Abstracting and Indexing

  • CrossRef
  • WorldCat
  • Google Scholar
  • ResearchGate
  • Academic Keys
  • DRJI
  • Microsoft Academic
  • Academia.edu
  • OpenAIRE

Diabetic Mastopathy Coexisting with Appendix Neuroendocrine Tumor in A Type 1 Diabetic Woman: A Case Report

Article Information

Gabriele Iraci Sareri1, Dorica Cataldo2, Virginia Mancini3, Laura Nigi1*, Francesco Dotta1

1Department of Medical Sciences, Surgery and Neurosciences, University of Siena, Siena, Italy

2Diabetes and Metabolic Diseases Unit, Azienda Ospedaliera Universitaria Senese, Siena, Italy

3Section of Pathology, Department of Medical Biotechnology, University of Siena, Siena, Italy

*Corresponding Author: Laura Nigi, MD, Ph.D., Department of Medical Sciences, Surgery and Neurosciences, University of Siena, Siena, Italy

Received: 25 June 2022; Accepted: 21 July 2022; Published: 01 August 2022

Citation: Gabriele Iraci Sareri, Dorica Cataldo, Virginia Mancini, Laura Nigi, Francesco Dotta. Diabetic Mastopathy Coexisting with Appendix Neuroendocrine Tumor in A Type 1 Diabetic Woman: A Case Report. Archives of Clinical and Medical Case Reports 6 (2022): 554-557.
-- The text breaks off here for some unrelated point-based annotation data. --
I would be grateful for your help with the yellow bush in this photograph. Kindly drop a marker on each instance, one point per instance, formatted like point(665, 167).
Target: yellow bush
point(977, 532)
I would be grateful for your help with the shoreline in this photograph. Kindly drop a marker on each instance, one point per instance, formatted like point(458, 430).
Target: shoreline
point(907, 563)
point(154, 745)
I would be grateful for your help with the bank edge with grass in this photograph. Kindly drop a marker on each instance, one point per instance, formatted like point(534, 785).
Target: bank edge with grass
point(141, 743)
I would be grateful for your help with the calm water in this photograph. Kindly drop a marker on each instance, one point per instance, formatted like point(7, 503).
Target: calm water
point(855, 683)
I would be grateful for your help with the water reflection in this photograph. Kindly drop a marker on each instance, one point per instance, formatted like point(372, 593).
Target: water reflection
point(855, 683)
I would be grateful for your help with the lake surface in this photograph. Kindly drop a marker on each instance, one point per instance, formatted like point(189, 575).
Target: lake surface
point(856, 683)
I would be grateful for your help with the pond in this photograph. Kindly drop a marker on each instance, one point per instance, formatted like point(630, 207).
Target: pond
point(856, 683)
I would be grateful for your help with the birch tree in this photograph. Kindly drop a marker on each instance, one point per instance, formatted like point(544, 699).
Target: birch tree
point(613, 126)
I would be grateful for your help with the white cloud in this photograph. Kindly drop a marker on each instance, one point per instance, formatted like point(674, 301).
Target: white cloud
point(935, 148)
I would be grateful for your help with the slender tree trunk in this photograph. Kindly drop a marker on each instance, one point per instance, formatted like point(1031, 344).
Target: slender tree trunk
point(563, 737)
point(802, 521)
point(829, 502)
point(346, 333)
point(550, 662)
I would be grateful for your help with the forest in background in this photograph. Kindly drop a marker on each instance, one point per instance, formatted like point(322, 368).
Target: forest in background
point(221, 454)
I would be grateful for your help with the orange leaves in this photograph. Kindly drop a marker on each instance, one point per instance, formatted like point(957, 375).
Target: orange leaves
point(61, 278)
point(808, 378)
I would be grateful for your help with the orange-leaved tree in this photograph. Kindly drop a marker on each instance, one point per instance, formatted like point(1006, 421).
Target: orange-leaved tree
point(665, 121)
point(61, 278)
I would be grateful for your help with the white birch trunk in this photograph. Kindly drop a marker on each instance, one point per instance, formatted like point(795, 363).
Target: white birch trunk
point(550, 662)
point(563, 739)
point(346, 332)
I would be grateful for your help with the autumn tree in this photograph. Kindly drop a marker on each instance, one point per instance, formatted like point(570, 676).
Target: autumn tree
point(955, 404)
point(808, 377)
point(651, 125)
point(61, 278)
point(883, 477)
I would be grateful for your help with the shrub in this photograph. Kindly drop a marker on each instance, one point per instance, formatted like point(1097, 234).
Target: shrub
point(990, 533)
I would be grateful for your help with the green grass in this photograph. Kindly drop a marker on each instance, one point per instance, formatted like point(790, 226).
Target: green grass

View / Download Pdf Share at Facebook

Abstract

Diabetic mastopathy is a rare condition representing less than 1% of all benign breast lesions, occurring preferentially in pre-menopausal women affected by long-standing type 1 diabetes, especially in presence of microvascular diabetic complications. Its exact etiopathogenesis is still unclear, however an autoimmune background is highly hypothesized. In some cases, diabetic mastopathy strongly mimicks breast cancer. To date, no widely accepted diagnostic guidelines have been established for this pathological condition, however core-needle biopsy represents the gold standard for diagnosis. Surgical excision is the primary treatment option, taking into consideration the potential development of diabetic mastopathy into a breast cancer. We here describe for the first time the coexistence of diabetic mastopathy with a neuroendocrine tumor in a long-standing type 1 diabetic woman. This association apparently seems “incidental”, however it would be interesting to verify whether other cases will be reported in order to clarify the possible relationship between these two pathological conditions.

Keywords

Diabetic mastopathy; Neuroendocrine tumor; Type 1 diabetes; Diabetic complications

Diabetic mastopathy articles; Neuroendocrine tumor articles; Type 1 diabetes articles; Diabetic complications articles

Article Details

1. Introduction

Diabetic mastopathy is a rare pathological condition which represents less than 1% of all benign breast lesions [1], first described in 1984 [2]. According to the literature, approximately 200 cases have been reported up to 2013 [3]. Diabetic mastopathy occurs mostly in pre-menopausal women (aged between 20 and 40 years) [3] affected by long-standing type 1 diabetes, especially in the presence of chronic microvascular diabetic complications (such as diabetic nephropathy, diabetic retinopathy, diabetic neuropathy)[4, 5]. In rare cases, diabetic mastopathy may occur in women with type 2 diabetes or without diabetes, as well as in men [3, 6, 7]. In the case of diabetic patients, the time window between the onset of diabetes and the detection of diabetic mastopathy is, on average, about 20 years, and the number and size of lesions seem to correlate with the progression of the underlying disease [6]. Moreover, diabetic mastopathy has been described in association with other autoimmune diseases (e.g. arthropathies or thyroid diseases such as Hashimoto’s thyroiditis), and in these cases it most frequently occurs with breast bilateral lesions [6].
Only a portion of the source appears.